Country Israel
Year 2016
Type of Measure Institutional mechanisms
Form of Violence Violence against women and girls

Brief Description

In January 2016, the government of Israel established the Child Online Protection Bureau as a national integrated civilian-police authority to prevent cybercrime and online violence against minors. The Child Online Protection Bureau consists of professionals, a national hotline, and a designated police unit to fight crimes against minors on the web. It does so by raising awareness of safe internet browsing, policing the internet to increase deterrence against internet crime, creating a safe online environment with the help of volunteers, and operating a national, round-the-clock hotline. The Bureau is a joint civilian-police authority combining law enforcement with education and treatment to ensure the safety of children and teens online. Police officers and civilians from the Ministry of Public Security, the Ministry of Education, the Ministry of Health, the Ministry of Labor, Social Affairs and Social Services and the Ministry of Justice work together to keep Israel's children safe on the web. The Bureau recently established a unique national hotline that coordinates all calls and information on harm done to children online. The hotline is staffed 24/7 by police officers with special training, as well as representatives of the partner government ministries. The hotline is set up to handle calls and reports on harm, violence, and crime aimed at children and adolescents in cyberspace, categorize them, and direct them to the appropriate follow-up channels.
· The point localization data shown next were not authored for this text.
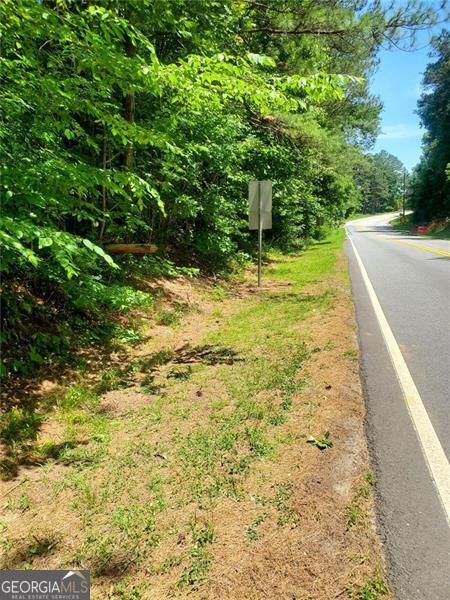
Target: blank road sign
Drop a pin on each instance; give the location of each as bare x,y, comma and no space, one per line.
255,190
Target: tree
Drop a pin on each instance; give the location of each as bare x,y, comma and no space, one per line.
430,186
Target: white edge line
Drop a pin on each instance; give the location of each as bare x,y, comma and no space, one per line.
431,447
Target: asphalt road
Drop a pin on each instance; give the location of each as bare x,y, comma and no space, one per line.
410,276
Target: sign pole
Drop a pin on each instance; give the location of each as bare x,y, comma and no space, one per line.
404,191
259,234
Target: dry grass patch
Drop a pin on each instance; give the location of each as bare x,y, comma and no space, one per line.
190,473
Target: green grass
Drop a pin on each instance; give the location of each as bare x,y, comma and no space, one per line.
210,421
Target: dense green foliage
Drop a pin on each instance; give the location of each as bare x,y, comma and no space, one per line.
430,189
143,121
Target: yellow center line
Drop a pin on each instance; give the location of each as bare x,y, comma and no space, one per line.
420,246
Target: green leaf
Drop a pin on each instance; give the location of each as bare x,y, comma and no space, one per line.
100,252
44,242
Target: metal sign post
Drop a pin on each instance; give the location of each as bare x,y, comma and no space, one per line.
260,213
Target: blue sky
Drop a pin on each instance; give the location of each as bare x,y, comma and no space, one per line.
398,83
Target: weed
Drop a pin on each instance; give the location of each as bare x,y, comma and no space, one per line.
24,502
79,396
259,446
354,515
197,572
171,317
170,563
218,293
129,335
321,443
286,516
351,354
374,589
19,425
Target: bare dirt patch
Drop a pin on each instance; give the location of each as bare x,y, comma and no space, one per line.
195,477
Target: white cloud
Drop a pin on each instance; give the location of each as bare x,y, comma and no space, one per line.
401,131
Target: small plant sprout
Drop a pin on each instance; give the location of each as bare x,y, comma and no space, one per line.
321,443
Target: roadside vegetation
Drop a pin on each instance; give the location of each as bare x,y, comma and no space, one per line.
429,194
188,466
143,122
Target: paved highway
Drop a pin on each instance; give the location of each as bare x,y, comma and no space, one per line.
401,289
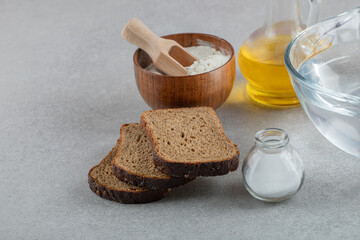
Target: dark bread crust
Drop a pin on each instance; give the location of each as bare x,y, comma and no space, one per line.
143,181
193,169
150,183
123,196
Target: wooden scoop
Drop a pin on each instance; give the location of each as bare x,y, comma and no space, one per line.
167,55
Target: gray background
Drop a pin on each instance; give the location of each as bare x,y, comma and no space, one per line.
66,87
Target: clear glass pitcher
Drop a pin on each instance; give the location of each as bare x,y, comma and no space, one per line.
261,57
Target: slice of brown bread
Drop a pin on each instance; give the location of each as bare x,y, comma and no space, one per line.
189,142
133,162
103,182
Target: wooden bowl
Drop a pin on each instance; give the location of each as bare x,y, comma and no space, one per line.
206,89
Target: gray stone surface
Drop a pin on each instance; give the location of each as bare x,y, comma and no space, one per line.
66,87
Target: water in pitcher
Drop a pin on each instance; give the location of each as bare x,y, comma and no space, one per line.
335,69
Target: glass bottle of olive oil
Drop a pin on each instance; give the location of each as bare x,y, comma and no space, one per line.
261,57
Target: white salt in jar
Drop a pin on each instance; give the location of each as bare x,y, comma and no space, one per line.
273,171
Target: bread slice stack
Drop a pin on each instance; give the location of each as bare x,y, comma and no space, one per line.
169,148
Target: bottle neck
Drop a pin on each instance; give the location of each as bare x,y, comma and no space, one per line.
271,139
283,17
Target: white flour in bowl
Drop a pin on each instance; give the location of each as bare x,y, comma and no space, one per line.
209,59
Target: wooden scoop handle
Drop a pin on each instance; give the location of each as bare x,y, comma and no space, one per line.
137,33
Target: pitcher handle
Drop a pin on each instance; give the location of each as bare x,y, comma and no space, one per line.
314,12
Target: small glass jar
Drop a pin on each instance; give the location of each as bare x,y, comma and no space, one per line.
273,171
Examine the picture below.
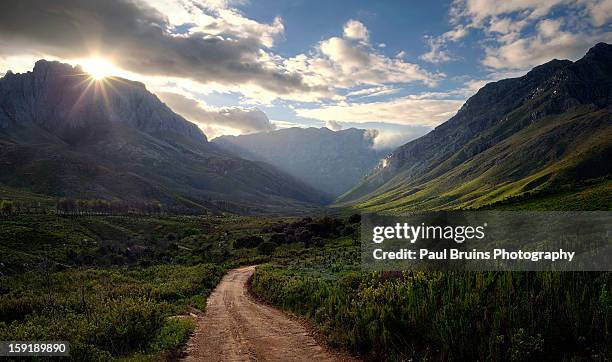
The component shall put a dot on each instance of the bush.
(278, 238)
(248, 242)
(354, 219)
(266, 248)
(173, 334)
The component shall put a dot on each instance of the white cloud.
(437, 45)
(333, 125)
(354, 29)
(344, 62)
(549, 42)
(411, 110)
(373, 92)
(215, 121)
(525, 33)
(385, 139)
(600, 11)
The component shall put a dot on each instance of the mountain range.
(330, 161)
(536, 134)
(64, 134)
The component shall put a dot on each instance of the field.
(450, 316)
(506, 316)
(121, 287)
(114, 286)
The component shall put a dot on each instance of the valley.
(127, 232)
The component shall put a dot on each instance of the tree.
(266, 248)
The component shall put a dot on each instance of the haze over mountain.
(537, 133)
(63, 133)
(331, 161)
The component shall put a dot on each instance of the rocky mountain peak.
(58, 96)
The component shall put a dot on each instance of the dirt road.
(235, 327)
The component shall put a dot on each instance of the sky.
(235, 67)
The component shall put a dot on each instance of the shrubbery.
(104, 313)
(457, 316)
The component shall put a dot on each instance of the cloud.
(346, 62)
(389, 139)
(600, 11)
(411, 110)
(354, 29)
(525, 33)
(549, 42)
(333, 125)
(373, 92)
(216, 121)
(437, 45)
(221, 46)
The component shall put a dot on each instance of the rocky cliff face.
(59, 97)
(332, 162)
(505, 112)
(64, 135)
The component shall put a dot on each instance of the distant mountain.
(539, 133)
(332, 162)
(65, 134)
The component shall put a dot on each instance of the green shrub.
(266, 248)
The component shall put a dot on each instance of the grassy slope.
(112, 285)
(499, 172)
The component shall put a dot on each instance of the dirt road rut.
(235, 327)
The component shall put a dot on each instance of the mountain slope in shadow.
(523, 136)
(64, 134)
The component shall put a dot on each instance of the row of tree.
(8, 207)
(68, 206)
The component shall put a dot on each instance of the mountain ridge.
(438, 169)
(64, 134)
(330, 161)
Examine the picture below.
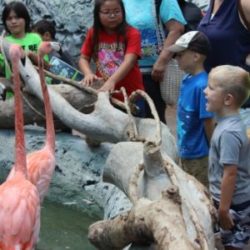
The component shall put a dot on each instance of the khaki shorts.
(198, 168)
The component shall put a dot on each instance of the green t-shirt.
(30, 42)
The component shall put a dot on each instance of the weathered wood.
(155, 150)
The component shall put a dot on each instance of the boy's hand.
(109, 85)
(90, 79)
(225, 220)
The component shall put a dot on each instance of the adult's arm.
(246, 9)
(174, 29)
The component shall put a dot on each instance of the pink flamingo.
(19, 198)
(41, 163)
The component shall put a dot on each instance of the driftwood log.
(170, 208)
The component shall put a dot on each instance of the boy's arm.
(227, 190)
(209, 128)
(128, 63)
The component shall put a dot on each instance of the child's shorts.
(239, 235)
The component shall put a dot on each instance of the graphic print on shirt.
(110, 57)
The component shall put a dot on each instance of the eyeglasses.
(111, 13)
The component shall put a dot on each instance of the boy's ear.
(228, 99)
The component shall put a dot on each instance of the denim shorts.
(239, 235)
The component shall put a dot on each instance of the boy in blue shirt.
(229, 154)
(194, 123)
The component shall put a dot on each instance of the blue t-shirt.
(191, 112)
(141, 14)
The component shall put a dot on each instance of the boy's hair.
(233, 80)
(21, 12)
(44, 26)
(97, 26)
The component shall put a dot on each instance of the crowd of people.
(131, 43)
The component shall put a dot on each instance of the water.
(64, 228)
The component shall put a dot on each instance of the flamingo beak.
(55, 46)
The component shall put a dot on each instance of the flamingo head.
(47, 47)
(16, 53)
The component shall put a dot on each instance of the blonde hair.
(233, 80)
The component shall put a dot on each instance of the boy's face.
(185, 60)
(215, 97)
(15, 24)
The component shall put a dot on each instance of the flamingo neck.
(50, 129)
(20, 164)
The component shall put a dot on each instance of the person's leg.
(152, 88)
(238, 237)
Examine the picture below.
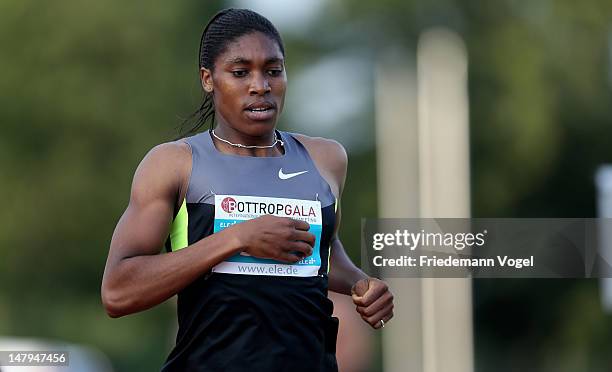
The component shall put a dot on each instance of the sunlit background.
(88, 87)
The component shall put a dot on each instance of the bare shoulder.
(330, 158)
(163, 172)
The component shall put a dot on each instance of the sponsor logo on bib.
(232, 209)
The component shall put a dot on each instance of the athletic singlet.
(251, 314)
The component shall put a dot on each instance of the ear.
(206, 79)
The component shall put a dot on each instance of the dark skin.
(248, 77)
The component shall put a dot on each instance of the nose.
(259, 85)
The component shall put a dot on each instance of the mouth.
(260, 111)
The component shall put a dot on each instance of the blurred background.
(89, 87)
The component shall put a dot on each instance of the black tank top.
(251, 314)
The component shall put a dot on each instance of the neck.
(228, 140)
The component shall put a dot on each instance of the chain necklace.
(276, 140)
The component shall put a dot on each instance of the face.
(248, 84)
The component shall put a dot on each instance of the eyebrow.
(245, 61)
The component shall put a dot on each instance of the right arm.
(137, 277)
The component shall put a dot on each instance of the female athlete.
(249, 216)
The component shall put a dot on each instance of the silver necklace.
(276, 140)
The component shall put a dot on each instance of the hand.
(374, 301)
(280, 238)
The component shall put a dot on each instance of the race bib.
(232, 209)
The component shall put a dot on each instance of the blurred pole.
(398, 190)
(445, 191)
(603, 181)
(422, 130)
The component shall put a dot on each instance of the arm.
(372, 297)
(137, 277)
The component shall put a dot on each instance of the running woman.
(249, 216)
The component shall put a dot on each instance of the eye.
(275, 72)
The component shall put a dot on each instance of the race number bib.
(232, 209)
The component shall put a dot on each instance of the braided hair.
(223, 28)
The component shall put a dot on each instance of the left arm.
(372, 297)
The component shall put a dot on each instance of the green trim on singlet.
(178, 230)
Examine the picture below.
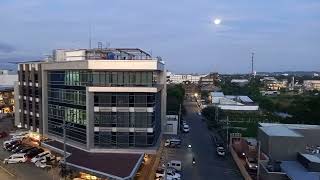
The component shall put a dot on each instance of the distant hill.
(290, 73)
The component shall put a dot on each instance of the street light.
(64, 126)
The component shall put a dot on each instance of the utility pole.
(252, 73)
(227, 132)
(258, 170)
(179, 118)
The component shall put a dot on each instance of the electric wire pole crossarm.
(64, 126)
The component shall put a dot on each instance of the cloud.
(6, 48)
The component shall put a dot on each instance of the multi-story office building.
(112, 100)
(28, 103)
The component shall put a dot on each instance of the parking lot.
(25, 171)
(208, 165)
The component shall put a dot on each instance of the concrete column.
(16, 104)
(90, 118)
(44, 99)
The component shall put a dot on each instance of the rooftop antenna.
(107, 44)
(90, 33)
(99, 45)
(252, 71)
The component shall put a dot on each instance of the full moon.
(217, 21)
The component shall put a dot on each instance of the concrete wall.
(264, 140)
(16, 104)
(285, 148)
(311, 136)
(266, 175)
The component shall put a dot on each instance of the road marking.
(7, 171)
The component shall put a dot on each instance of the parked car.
(19, 133)
(5, 143)
(27, 149)
(173, 175)
(3, 134)
(42, 165)
(177, 165)
(185, 128)
(33, 153)
(19, 148)
(252, 163)
(170, 174)
(14, 146)
(40, 156)
(221, 151)
(8, 145)
(160, 173)
(172, 142)
(15, 158)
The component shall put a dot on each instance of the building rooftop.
(245, 99)
(217, 94)
(291, 126)
(312, 157)
(115, 165)
(295, 171)
(279, 130)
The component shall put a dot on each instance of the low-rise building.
(310, 85)
(240, 82)
(236, 103)
(293, 150)
(209, 82)
(183, 78)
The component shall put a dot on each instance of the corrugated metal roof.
(279, 131)
(296, 171)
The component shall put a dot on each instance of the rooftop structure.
(279, 131)
(100, 54)
(311, 85)
(181, 78)
(227, 102)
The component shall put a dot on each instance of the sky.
(283, 34)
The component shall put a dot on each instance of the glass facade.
(103, 78)
(67, 101)
(139, 119)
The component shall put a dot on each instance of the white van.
(186, 128)
(171, 141)
(40, 156)
(16, 158)
(175, 164)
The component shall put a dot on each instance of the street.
(208, 165)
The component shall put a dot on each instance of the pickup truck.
(170, 174)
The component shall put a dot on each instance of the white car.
(19, 137)
(15, 158)
(21, 133)
(40, 156)
(221, 151)
(185, 128)
(173, 175)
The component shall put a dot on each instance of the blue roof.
(279, 130)
(296, 171)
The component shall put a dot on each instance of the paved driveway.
(208, 165)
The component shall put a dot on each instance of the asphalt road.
(208, 164)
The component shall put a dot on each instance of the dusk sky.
(284, 34)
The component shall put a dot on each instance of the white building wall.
(8, 80)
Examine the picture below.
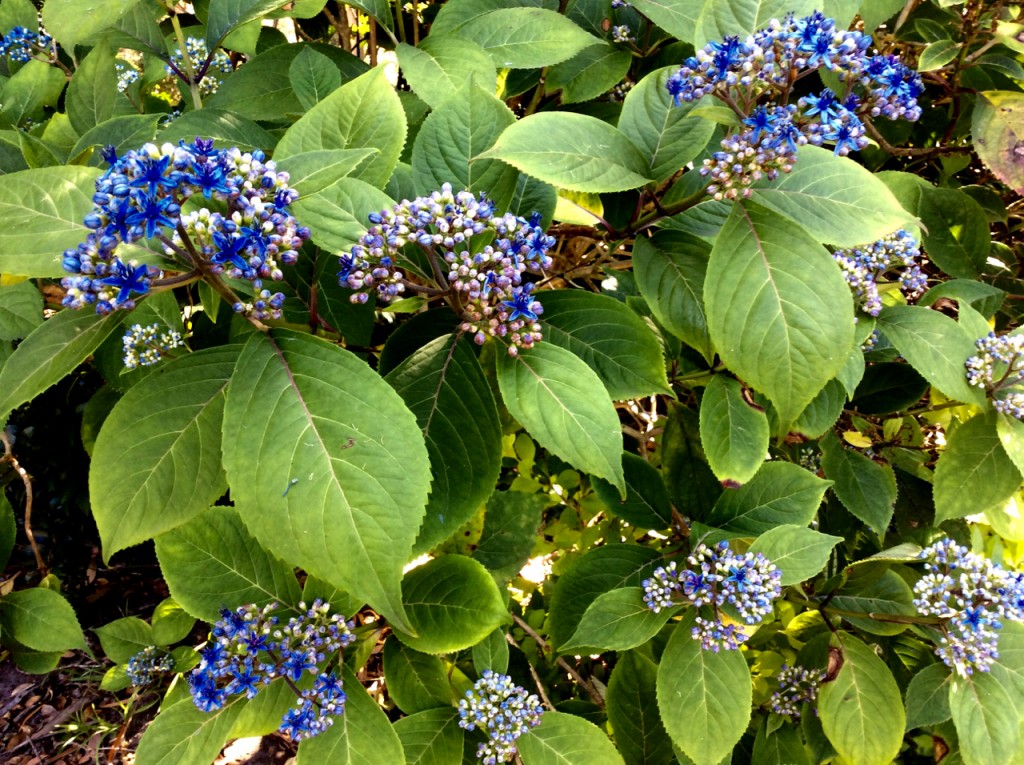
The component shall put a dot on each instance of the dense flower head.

It deals with the full range of online threats to children and adolescents, from criminal acts, such as pedophilia, virtual rape, and the distribution of sexual contents, to acts that are not necessarily criminal, but whose effect might be devastating to a young person, such as shaming, exclusion, and ostracism.

Source of Information

Israel's submission for National Review for Implementation of the Beijing Platform for Action, Beijing+25, 2019, p.31.